47 responses to “Poppy and Pie”

  1. I was wondering where you were! Glad all is in hand, and with a lovely homemade pie at that! Have a wonderful day!

  2. OMG That pie has me swallowing and swallowing it is SOOO delicious sounding and delicious looking.
    Oh I hope everything goes well for dear little Poppy. Well she IS little in comparison to Sheila. I love that you have a peephole. Thank God you don’t have to worry about the sou ds of fireworks. In Chicago it is an abomination to the poor dogs and cats, birds and all sensitive creatures who are forced to endure the terror.

  3. Count down has just begun… – Hope that all goes well with poppy & birth…
    I’d like to have one pie like this – right now.
    And I hope you can take a little rest today, you have earned it very much.
    Have a nice day, Celi.

  4. I have never heard of making lemon meringue pie with condensed milk and cookies! We make it with a lemon curd made from egg yolks, sugar, butter and lemons and then use the whites for the meringue. We also make a lemon sponge pie which has the whites folded into the curd. Wish I could stop by to taste your version…

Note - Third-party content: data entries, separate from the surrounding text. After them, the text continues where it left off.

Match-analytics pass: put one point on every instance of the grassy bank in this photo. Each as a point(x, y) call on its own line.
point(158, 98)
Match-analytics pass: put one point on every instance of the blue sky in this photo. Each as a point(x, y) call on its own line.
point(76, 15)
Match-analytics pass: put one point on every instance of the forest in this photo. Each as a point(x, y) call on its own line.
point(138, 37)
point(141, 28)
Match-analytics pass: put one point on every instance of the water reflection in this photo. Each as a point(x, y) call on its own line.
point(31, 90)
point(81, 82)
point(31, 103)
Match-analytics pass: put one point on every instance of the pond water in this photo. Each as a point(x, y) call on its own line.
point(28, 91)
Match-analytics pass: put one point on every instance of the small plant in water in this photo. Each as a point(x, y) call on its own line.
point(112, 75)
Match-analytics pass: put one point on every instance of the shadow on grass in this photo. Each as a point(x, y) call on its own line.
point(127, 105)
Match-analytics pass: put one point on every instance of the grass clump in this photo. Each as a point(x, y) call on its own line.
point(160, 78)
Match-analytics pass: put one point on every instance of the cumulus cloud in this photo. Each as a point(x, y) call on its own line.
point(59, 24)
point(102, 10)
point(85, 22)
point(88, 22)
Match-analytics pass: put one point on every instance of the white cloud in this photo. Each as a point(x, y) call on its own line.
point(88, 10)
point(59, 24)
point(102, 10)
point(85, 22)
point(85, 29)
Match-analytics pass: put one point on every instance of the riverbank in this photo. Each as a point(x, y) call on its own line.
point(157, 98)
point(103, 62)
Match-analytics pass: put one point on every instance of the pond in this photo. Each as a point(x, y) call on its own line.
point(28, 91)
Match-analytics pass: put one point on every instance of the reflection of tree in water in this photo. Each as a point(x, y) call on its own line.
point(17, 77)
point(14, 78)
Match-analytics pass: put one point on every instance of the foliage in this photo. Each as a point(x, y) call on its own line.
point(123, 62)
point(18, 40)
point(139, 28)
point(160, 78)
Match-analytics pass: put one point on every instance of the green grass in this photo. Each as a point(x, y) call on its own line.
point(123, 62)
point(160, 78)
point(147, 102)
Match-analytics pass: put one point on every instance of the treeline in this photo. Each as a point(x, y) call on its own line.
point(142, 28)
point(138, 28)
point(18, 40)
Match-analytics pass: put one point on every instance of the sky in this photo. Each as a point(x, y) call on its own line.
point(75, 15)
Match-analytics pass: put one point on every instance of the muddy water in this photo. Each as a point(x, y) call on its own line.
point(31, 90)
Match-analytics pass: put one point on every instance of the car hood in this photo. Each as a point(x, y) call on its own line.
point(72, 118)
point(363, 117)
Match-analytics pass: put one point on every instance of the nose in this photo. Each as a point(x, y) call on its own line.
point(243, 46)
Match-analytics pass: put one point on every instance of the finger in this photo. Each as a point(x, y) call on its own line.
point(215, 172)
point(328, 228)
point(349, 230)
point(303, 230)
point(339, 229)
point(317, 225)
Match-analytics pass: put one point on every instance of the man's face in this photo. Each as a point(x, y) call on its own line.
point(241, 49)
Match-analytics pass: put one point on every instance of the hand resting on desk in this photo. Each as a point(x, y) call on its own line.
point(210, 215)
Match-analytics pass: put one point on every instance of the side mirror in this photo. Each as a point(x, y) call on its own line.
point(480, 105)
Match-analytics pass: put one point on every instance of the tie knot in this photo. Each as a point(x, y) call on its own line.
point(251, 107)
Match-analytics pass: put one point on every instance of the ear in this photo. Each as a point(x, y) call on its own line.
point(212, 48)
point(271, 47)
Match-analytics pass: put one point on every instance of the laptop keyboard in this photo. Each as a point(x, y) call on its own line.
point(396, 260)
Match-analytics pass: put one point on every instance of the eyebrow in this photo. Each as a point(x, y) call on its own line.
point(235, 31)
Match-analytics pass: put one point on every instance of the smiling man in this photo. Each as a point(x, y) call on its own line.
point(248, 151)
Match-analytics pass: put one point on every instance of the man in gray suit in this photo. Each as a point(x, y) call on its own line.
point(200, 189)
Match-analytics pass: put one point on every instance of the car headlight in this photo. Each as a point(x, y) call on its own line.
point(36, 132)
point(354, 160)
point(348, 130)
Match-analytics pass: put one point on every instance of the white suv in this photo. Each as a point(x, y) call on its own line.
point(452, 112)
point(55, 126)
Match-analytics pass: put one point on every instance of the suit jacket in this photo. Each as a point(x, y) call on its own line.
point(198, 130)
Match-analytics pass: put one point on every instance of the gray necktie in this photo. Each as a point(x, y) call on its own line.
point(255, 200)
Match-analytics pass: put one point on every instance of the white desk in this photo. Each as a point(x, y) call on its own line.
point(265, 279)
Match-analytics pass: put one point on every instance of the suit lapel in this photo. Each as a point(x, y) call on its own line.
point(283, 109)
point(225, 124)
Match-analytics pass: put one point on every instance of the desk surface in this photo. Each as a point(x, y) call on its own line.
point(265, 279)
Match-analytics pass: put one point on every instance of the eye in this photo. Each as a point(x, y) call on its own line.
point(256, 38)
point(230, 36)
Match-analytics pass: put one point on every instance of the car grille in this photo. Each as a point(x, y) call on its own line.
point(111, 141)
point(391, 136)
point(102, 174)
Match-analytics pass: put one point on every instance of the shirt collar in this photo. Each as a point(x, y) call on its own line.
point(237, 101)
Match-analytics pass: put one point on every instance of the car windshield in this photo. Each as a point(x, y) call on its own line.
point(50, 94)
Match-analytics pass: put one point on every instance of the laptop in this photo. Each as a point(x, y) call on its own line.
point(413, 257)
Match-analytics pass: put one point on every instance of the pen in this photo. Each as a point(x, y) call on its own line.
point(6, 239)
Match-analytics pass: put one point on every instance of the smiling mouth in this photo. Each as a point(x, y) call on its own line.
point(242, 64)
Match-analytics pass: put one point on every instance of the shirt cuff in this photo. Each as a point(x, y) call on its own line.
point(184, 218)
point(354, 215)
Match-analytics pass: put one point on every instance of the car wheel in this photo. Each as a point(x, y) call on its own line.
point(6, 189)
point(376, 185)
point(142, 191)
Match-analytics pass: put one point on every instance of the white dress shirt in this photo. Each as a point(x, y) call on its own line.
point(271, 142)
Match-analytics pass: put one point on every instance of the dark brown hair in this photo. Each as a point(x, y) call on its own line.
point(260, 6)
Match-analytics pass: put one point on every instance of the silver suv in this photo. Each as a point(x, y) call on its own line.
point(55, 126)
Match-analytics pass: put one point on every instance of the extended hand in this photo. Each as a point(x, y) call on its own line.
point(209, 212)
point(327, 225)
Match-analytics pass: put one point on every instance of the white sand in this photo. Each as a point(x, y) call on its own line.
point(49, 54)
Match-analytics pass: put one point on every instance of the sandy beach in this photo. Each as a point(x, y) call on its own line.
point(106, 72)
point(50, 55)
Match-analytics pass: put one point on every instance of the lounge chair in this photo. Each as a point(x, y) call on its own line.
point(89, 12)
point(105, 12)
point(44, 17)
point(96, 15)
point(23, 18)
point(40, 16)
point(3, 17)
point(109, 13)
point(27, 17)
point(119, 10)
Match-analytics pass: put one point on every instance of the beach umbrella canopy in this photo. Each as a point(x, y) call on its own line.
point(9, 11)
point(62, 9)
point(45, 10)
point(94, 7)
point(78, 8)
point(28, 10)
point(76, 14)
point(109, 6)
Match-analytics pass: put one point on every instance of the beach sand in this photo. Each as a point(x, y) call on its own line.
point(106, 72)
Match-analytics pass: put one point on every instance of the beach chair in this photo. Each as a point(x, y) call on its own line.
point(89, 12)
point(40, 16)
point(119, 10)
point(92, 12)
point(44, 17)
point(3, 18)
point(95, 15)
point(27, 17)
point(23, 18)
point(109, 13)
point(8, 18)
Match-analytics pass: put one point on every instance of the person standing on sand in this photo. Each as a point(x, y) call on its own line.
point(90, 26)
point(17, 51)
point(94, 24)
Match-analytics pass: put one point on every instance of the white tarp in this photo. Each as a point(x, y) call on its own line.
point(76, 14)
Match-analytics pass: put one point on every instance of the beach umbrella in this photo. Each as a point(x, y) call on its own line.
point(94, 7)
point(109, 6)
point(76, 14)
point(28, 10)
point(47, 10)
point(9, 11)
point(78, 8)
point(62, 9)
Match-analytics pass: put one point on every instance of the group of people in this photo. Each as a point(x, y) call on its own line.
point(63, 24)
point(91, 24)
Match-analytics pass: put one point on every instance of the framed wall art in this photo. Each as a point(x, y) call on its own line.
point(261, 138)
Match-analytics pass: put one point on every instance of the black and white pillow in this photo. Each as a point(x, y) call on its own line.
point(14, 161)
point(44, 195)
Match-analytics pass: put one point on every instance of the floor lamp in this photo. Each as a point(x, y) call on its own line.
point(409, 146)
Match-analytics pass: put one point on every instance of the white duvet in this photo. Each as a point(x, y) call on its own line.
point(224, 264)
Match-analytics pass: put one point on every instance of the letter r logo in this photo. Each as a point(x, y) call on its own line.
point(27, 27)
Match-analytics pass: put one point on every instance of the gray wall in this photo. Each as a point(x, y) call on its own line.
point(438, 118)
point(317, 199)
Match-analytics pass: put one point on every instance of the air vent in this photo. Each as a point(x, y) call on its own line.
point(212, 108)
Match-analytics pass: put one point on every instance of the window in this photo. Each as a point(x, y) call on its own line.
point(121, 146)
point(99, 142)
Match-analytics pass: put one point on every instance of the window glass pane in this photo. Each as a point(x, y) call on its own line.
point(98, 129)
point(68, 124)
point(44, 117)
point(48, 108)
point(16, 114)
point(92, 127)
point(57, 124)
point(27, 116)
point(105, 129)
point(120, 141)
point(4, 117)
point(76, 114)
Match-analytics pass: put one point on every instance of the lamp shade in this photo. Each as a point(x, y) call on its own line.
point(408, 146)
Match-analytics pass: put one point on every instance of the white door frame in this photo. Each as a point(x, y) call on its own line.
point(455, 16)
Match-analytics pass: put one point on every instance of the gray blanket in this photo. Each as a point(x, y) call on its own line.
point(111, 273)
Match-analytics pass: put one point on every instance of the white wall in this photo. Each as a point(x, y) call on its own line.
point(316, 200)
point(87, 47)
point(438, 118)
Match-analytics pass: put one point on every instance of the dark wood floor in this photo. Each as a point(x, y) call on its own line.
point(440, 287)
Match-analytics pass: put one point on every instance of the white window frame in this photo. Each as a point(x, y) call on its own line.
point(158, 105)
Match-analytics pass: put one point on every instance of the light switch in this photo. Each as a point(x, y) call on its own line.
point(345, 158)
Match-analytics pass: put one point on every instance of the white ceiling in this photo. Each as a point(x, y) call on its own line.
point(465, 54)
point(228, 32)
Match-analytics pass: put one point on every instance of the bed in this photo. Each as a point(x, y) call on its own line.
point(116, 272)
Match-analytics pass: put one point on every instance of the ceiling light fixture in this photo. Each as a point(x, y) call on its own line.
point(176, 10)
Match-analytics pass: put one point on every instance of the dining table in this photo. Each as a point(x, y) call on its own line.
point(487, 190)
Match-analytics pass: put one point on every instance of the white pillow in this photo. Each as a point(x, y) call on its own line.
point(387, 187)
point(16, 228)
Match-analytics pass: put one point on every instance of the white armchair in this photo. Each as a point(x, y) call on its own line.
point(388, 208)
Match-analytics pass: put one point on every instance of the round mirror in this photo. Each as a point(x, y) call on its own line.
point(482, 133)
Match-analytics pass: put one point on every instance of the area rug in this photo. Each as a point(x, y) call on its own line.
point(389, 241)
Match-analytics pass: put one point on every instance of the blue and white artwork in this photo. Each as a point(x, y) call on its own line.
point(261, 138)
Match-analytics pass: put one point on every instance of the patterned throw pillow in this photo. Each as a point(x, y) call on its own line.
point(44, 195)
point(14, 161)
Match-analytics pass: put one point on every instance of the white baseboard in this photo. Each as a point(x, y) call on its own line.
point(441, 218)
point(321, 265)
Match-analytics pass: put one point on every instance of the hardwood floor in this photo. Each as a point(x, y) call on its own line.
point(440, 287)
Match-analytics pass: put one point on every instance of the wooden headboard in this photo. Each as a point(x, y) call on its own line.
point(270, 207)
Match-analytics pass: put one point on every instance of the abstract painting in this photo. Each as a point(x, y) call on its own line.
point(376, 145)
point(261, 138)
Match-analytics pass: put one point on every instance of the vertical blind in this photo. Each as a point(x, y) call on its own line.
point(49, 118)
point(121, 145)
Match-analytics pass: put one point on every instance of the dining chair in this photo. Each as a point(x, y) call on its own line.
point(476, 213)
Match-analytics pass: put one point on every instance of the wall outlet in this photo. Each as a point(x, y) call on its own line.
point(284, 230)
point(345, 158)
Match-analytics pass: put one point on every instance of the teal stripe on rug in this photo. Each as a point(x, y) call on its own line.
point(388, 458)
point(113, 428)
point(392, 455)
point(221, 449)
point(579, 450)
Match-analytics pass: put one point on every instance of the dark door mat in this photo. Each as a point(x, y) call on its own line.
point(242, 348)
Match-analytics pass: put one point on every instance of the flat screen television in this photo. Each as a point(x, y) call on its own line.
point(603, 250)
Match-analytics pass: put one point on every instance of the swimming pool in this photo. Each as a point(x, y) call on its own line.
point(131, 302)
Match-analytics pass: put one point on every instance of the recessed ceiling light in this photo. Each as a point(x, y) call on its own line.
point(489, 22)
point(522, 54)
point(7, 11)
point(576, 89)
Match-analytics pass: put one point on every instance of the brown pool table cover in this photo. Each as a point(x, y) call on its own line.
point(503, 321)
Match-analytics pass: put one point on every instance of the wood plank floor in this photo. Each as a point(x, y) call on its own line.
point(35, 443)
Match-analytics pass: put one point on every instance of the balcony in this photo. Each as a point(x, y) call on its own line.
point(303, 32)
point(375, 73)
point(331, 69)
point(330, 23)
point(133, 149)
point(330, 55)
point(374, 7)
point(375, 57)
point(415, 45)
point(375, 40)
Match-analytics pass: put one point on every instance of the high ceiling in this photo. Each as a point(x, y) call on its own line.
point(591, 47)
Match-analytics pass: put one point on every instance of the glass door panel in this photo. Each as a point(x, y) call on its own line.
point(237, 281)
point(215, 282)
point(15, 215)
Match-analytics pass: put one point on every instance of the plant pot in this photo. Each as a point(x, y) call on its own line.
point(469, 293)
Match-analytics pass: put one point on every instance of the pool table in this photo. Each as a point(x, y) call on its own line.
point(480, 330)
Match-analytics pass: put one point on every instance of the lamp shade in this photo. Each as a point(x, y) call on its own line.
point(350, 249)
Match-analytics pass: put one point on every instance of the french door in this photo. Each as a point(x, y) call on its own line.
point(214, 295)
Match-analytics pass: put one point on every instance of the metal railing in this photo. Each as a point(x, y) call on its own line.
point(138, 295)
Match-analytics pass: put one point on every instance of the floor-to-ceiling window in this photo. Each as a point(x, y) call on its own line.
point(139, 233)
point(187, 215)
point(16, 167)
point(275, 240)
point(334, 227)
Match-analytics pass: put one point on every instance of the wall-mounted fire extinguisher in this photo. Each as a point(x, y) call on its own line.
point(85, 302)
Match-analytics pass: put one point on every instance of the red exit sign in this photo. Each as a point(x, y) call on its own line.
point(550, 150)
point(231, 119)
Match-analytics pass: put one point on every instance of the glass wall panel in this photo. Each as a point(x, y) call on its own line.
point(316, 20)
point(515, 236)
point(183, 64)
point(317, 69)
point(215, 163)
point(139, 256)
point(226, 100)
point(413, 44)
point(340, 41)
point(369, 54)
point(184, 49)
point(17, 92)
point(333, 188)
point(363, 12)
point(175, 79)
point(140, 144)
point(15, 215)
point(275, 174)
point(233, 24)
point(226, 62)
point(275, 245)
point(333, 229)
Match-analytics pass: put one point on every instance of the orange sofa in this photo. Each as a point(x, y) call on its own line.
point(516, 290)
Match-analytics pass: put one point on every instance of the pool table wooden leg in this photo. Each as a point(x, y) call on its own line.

  5. I am wondering how your pie tastes… it looks and sounds wonderful. However, and this may not be the case with kiwi baking, for me there is a huge difference between ‘condensed milk’ and ‘sweetened condensed milk’ and I do believe you made the latter. A regular tin of condensed milk here can have water, plain water, added to it half and half to bring it back to regular milk for baking… even drinking if one is desperate, I suppose. But the sweetened condensed milk is what I have used to make the dulce de leche with; it is thick and sticky and sweet, very unlike regular condensed milk. Now you didn’t say you added sugar to the mix of egg yolks, lemon and condensed milk, so perhaps you already had that in mind. 🙂
    Having new baby piggies to fawn over will be exciting, specially for the Cadet. For some reason, I am today remembering how Johnny Carson (of Tonight Show fame) had a long running debate with his side kick, Ed McMahan (don’t know how to spell it, sorry) about how pigs were the most intelligent of animals, more so than dogs or cats or any others. I think Ed used to argue that horses were the more intelligent… but Johnny Carson was convinced it was piggies. Not terribly relevant but fun, nonetheless… heh heh
    Hope it is staying dry and sunny for you today! ~ Mame 🙂

    • What you are calling “condensed milk” is called “evaporated milk” in the U.S. But obviously, the pie is being made with sweetened condensed milk, or a homemade version thereof. I absolutely can’t speak for the New Zealand usage.

        • Yes, Mum just wrote condensed milk which in my memory was always sweetened. This recipe only uses a small amount of the one I made so is not as sweet as it sounds – with half a cup of lemon juice in there. And yes the evaporated milk is the unsweetened camping version of milk and quite dreadful!. And interesting discussion though.. c

      • Ahhhhh, thanks so much for the explanation! I have always thought of evaporated and condensed to be the same thing… I guess not… lol And it must just be my mistake and not one of region because it seems English and U.S. and New Zealand all have in their minds they are quite different. Right, evaporated milk is quite disgusting in flavour but it works just wonderfully for baking and, as I don’t drink milk myself, I usually have a small supply of it on hand for that purpose. Again, thanks for the clarity 🙂

  6. I have my mother’s old cookbooks. The cookbooks themselves are nothing special – it’s the recipe cards tucked in, some in her writing, some for our dear friend Mildred’s pickles. Some much loved recipes like Hand Me Down Chocolate Cake, much loved and stapled into the cake book. These are the recipes I love the most. I suppose I could pull them out of the books and tuck them into my own book. Some I’ve sorted into the digital age. But there is something special about those written down on cards with Mom’s notes that makes them so much more valuable.